It is okay to be emotional during a scene.  We are only human.  I have cried many times, on scene, with family, with peers, and alone.  My best way of handling a tough situation is: giving my most loved ones (my children) a call, just to tell them I Love them.  They know when I call, they will say, "Momma, had a bad call, huh?"  They reassure me that I am who they want me to be.  Go forward and know that WE in EMS, really do know what you are going through.  You will find Peace, time heals.


----------



## steveshurtleff (Apr 13, 2011)

Does the agency you were doing the clinical with, or the school you took your training through, have a CISM/CISD team?  Seems like this would be exactly the kind of call they specialize in.


----------



## Veneficus (Apr 13, 2011)

steveshurtleff said:


> Does the agency you were doing the clinical with, or the school you took your training through, *have a CISM/CISD team*?  Seems like this would be exactly the kind of call they specialize in.



Hopefully not.

I encourage you to read the literature on that. Specifically the ones that show it doesn't help or causes harm.
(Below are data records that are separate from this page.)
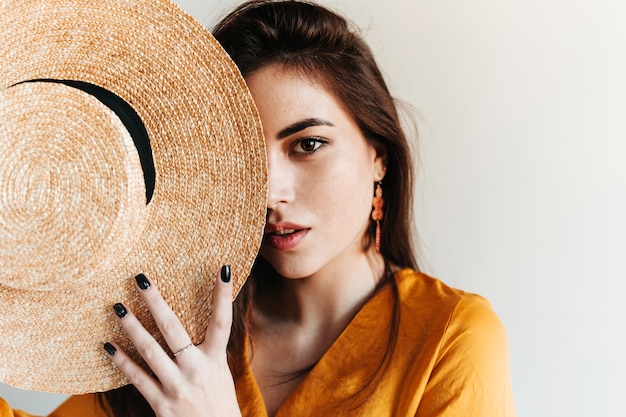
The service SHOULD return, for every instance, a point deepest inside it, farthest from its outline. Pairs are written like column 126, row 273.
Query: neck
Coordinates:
column 330, row 297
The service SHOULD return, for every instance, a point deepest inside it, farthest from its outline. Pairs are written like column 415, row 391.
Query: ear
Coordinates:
column 379, row 162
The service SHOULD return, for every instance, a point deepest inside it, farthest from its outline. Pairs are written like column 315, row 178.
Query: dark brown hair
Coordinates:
column 319, row 44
http://www.bryanbledsoe.com/data/pdf/journals/CISM (Bledsoe).pdf


----------



## abckidsmom (Apr 13, 2011)

Veneficus said:


> Hopefully not.
> 
> I encourage you to read the literature on that. Specifically the ones that show it doesn't help or causes harm.
> 
> http://www.bryanbledsoe.com/data/pdf/journals/CISM (Bledsoe).pdf



Thanks for that link.  And all this time I just thought CISD was stupid...now I know why.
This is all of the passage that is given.